|1 January, 2011
Taking part in God’s mission has always seemed to me to the most exciting adventure that there is – so when I was asked to write an article on the sacrifices we’ve made I initially missed the point. What sacrifices? Have we missed out on much that’s worthwhile? Any losses we’ve experienced have been massively compensated for by the joy of adventuring with God and seeing His Kingdom coming.

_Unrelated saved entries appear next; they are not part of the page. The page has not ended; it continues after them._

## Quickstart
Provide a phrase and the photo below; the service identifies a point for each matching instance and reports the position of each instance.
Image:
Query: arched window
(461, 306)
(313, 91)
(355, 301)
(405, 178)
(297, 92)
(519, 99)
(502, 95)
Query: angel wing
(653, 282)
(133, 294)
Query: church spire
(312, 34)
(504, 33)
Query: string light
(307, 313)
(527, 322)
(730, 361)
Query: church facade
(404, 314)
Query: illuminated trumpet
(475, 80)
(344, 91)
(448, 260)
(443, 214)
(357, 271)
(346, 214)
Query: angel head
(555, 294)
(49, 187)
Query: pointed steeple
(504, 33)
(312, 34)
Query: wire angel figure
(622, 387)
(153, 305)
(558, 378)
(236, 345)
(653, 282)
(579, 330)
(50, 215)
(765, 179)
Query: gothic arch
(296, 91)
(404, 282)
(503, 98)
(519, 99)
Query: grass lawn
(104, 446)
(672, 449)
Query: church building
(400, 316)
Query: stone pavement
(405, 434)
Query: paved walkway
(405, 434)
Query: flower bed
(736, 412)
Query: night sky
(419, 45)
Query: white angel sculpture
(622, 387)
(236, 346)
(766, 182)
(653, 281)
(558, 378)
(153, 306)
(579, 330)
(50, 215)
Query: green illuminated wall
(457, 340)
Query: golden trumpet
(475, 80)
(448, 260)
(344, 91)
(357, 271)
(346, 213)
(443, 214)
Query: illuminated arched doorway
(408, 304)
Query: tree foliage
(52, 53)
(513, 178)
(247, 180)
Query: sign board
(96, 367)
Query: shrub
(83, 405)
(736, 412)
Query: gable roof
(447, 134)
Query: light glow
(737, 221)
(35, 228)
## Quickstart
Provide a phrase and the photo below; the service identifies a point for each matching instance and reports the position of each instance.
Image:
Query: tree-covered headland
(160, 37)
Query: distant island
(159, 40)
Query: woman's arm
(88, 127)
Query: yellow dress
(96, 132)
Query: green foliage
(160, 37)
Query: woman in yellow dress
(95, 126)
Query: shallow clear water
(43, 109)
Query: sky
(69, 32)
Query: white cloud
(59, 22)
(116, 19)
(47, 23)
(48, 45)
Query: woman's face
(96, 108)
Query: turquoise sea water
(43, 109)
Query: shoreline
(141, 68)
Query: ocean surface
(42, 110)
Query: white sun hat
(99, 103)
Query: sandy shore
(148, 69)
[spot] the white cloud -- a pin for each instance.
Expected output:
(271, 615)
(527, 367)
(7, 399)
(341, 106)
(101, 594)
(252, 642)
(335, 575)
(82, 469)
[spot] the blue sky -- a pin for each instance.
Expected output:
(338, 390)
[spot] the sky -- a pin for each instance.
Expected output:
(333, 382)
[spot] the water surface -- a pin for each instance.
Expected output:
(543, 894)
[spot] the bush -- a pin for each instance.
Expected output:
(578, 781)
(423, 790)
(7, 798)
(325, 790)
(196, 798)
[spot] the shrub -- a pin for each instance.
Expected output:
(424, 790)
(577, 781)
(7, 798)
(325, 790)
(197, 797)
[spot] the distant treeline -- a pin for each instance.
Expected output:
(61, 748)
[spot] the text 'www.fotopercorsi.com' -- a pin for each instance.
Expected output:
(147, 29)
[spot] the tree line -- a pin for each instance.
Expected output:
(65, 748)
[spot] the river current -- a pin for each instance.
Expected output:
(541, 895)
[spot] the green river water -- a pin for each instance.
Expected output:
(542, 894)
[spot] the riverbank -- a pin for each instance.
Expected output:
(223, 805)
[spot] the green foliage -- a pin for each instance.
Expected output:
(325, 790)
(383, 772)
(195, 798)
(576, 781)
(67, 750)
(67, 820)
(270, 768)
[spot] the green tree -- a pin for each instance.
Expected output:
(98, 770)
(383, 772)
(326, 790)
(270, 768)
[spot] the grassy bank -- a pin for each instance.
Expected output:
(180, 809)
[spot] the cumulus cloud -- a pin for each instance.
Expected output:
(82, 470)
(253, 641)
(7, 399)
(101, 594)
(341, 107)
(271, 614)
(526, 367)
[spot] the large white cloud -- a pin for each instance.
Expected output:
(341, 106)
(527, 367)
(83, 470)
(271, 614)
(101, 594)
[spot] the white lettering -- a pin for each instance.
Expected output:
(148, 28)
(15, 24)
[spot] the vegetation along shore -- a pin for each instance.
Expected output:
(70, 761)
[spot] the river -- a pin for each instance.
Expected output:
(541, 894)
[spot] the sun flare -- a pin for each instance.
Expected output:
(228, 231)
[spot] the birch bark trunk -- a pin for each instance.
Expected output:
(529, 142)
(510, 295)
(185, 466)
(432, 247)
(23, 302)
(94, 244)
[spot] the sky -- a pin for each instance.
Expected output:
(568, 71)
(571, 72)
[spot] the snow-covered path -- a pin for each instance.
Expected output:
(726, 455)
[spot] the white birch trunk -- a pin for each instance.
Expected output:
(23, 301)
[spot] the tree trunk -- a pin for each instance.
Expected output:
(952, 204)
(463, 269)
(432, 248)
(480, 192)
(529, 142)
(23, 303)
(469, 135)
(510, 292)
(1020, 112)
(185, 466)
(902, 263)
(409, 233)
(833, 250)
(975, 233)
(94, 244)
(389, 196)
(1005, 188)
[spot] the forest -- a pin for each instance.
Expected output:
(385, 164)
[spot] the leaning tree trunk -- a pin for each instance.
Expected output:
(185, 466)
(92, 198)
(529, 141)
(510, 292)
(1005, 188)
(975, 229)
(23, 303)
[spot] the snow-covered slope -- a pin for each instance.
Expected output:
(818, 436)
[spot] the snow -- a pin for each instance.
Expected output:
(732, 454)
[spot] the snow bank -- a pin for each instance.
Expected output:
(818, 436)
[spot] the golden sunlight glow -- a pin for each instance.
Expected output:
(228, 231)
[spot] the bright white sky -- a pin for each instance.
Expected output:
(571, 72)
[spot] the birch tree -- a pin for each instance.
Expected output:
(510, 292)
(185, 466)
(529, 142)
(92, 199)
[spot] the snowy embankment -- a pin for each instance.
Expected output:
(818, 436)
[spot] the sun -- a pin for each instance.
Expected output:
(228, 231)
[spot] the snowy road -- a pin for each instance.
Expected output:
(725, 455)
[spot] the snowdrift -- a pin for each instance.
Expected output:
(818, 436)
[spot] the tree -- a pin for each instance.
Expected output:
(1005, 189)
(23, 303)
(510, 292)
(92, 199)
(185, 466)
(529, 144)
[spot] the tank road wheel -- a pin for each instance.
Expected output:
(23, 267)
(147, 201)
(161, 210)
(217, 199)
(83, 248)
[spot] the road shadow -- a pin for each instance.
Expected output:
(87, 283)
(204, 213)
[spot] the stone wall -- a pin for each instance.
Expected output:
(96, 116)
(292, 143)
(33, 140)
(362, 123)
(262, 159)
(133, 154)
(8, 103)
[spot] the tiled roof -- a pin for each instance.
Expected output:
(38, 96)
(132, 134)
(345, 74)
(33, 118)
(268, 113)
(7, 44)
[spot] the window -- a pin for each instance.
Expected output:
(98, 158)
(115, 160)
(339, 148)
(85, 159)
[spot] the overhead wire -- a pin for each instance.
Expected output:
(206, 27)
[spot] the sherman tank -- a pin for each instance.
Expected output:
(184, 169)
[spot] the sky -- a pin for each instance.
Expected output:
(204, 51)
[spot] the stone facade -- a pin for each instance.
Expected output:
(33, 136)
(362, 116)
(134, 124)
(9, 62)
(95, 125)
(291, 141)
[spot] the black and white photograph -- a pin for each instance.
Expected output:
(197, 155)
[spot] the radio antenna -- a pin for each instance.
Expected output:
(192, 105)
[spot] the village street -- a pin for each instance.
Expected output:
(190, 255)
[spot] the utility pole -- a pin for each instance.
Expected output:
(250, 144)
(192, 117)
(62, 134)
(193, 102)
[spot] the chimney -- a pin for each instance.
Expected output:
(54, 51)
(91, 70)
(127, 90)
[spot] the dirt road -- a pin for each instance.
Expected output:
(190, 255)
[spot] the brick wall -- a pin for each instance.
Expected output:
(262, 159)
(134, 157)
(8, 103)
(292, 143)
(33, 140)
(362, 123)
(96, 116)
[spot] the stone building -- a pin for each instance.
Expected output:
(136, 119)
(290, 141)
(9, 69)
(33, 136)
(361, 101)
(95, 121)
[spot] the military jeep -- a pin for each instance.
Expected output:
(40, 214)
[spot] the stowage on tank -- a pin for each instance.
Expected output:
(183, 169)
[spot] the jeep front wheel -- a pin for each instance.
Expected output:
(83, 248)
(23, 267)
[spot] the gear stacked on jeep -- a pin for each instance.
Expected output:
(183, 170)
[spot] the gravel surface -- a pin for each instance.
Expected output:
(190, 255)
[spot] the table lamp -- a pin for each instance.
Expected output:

My adventure started the first time I read through the Bible as a new Christian teenager. I remember resonating with Paul’s desire: “It has always been my ambition to preach the gospel where Christ was not known, so that I would not be building on someone else’s foundation” then “those who were not told about him will see and those who have not heard will understand.” (Ro 15:20-21). And when it came to choose a country in which to serve, I deliberately chose the place that was the poorest and the most overtly hostile to the gospel: home to the world’s most wanted terrorist, reeling from civil war, site of attacks on US facilities and the place where nuns had been shot in the street – killed just for being Christians. Shortly before our first visit two colleagues narrowly escaped a bomb planted just outside their flat. They got up from breakfast and minutes later their kitchen wall was blown in.
Why go to such a place?
Paul would say… “How can they believe in the One of whom they have not heard?” “Christ’s love compels us.” “It has always been my ambition…”. For me, to disobey His leading in my life seemed less safe than walking in His protection. I set off (with my wife and one-year-old) as soon as I was qualified.
The strange thing about living in chaos is that you get used to it. Three months after we arrived, three missionaries were gunned down in the hospital that we’d been planning to work in the following week. Six months in, the war in Iraq started and foreigners in our country were advised to leave. Over the years there co-workers were kidnapped – some released, others not. Neighbours died in bizarre circumstances – the value of life seemed so low to the locals. Embassies sent out warnings of terrorist plots – “wars and rumours of wars”. We felt threatened occasionally, but had an enduring sense of peace.
In time, we moved from the relative ‘ease’ of the capital to a city of 400,000 with virtually no witness. We had a real sense of calling and were completely open about our faith. I shared the message of God’s love as much as I could. I prayed for the sick, went to the homes of Islamic missionaries and invited seekers into my home.
Some were fascinated. Nicodemus-esque, a local lawyer came to my home several times by night. He was one of the first to come to Christ and introduced me to several other young men that wanted to hear about God’s love. The last time I saw him he had led his family to the Lord and had a house church of about twenty individuals.
In the meantime, other neighbours complained to the Secret Police. Soon the Minister of Health and the Deputy Prime Minister were informed of our ‘activities’. They didn’t accuse us of breaking the law but told us it would be unsafe for us to stay there because we’d aroused local emotions. They said the Islamists would take matters into their own hands if the government wasn’t seen to act so they ordered us out of town.
Up until that point we had not felt threatened but that changed at 4am one morning, when an explosive device was thrown over our wall. I was shaken awake by two loud bangs and rushed into my children’s bedrooms to make sure they were still intact. My first thought was about the couple whose kitchen wall had been blown in 8 years ago. Thank God, the children (and the house) were fine. The devices were improvised bangers: all bark and no bite, designed to terror-ise.
Even then, I didn’t want to go. I wrestled with God about staying but instead He led me to the book of Acts where Paul repeatedly got kicked out of every town he went to. He’d move on – and God would use him in each new place. I complied. We packed up and relocated to the capital. And I’d still be there now if they’d let me stay. We lingered for 3 more months trying to get permission to start another project, but the government made it quite clear that we had to go.
I’m not a hero. Romans 15:20 isn’t everyone’s calling, but it is mine. God has used me to help start three house-churches but the main adventure that God has taken me on has been personal. Mission has been His tool to craft intimacy, dependence, faith, joy and excitement into me. To me these far outweigh anything I’ve sacrificed. The beatitudes are true: we really are blessed (“happy”) when we imitate Jesus, no matter what the sacrifice!